Writing it down lets me clear it out of my head and get back to work. Then,
whenever I have some downtime waiting in line or whatnot I can go over old
ideas and explore them or cross them out.

Been doing this for about a year, and I've noticed that writing down every
idea does seem to have increased the generation rate of new ideas -- but
that's not a bad problem :)

Two other benefits from carrying a notebook:

1) I've never been good at placing events in time, so noting significant
events and the date helps me retain a life timeline of sorts. If particularly
inspired I might note a thought or feeling about the event, but never more
than a sentence. This is the closest I get to journaling.

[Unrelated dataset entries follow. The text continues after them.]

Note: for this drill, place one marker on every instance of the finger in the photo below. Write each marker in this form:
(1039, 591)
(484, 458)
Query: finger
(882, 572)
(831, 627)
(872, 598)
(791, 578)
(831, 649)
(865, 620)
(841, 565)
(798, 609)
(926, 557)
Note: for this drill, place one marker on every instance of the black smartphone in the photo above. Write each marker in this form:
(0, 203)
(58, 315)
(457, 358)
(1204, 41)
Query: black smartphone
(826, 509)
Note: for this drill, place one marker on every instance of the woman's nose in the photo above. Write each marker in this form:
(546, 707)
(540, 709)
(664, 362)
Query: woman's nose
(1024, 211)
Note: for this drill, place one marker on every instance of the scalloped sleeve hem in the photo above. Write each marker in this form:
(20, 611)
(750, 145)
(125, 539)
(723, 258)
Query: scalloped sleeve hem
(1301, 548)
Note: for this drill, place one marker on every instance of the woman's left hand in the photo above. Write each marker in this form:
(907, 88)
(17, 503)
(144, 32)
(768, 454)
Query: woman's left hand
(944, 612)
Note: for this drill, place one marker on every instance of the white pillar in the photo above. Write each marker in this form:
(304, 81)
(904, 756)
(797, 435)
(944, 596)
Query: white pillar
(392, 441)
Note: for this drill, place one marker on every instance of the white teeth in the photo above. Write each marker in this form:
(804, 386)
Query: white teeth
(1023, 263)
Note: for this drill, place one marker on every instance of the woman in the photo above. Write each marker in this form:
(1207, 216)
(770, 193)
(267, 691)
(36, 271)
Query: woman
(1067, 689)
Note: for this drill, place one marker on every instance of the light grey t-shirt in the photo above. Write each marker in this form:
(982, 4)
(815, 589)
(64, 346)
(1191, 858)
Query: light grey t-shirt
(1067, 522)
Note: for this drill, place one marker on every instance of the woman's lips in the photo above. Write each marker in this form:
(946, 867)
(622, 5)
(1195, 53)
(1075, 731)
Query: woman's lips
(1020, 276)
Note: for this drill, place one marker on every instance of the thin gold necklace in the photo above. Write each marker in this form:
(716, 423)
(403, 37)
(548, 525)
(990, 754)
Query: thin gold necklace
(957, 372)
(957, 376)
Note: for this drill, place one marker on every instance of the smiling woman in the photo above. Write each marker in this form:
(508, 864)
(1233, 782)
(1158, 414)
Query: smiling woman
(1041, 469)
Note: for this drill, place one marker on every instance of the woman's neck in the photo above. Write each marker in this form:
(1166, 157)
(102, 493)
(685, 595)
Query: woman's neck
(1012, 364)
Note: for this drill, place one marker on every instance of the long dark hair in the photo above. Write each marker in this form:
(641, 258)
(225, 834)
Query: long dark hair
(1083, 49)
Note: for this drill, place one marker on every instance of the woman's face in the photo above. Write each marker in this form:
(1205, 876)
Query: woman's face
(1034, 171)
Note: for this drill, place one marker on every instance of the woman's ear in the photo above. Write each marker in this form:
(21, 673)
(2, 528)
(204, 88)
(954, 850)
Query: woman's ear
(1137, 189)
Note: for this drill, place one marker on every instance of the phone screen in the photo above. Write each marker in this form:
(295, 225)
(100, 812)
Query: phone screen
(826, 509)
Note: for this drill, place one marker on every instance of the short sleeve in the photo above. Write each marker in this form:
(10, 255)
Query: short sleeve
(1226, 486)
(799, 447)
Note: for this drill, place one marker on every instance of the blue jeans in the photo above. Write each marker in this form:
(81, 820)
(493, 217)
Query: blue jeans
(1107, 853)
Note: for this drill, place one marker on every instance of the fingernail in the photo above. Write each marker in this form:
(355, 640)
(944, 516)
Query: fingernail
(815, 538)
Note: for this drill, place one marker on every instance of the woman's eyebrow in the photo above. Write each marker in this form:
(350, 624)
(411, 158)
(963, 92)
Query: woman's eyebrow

2) Jotting down a note on paper appears to be more socially acceptable than
taking notes on a phone. Typing on my phone has the appearance of ignoring the
other person, and giving an explanation can derail the conversation. A
notebook is self-explanatory.

------
CyberFonic
I've tried to keep journals as computer files, but I can't just flip through
them like you do with a notebook. So I have adopted a hybrid approach. I keep
a journal for ideas that are evolving and to capture ideas without going off
on tangents. Once ideas are firmed up I write documentation for the project.
The commit logs give me a record of progress, etc.

------
dctoedt
Saving emails does much the same thing at zero additional cost.

(Of course, if you save work emails and have to leave them behind if you
change jobs, that can defeat the purpose.)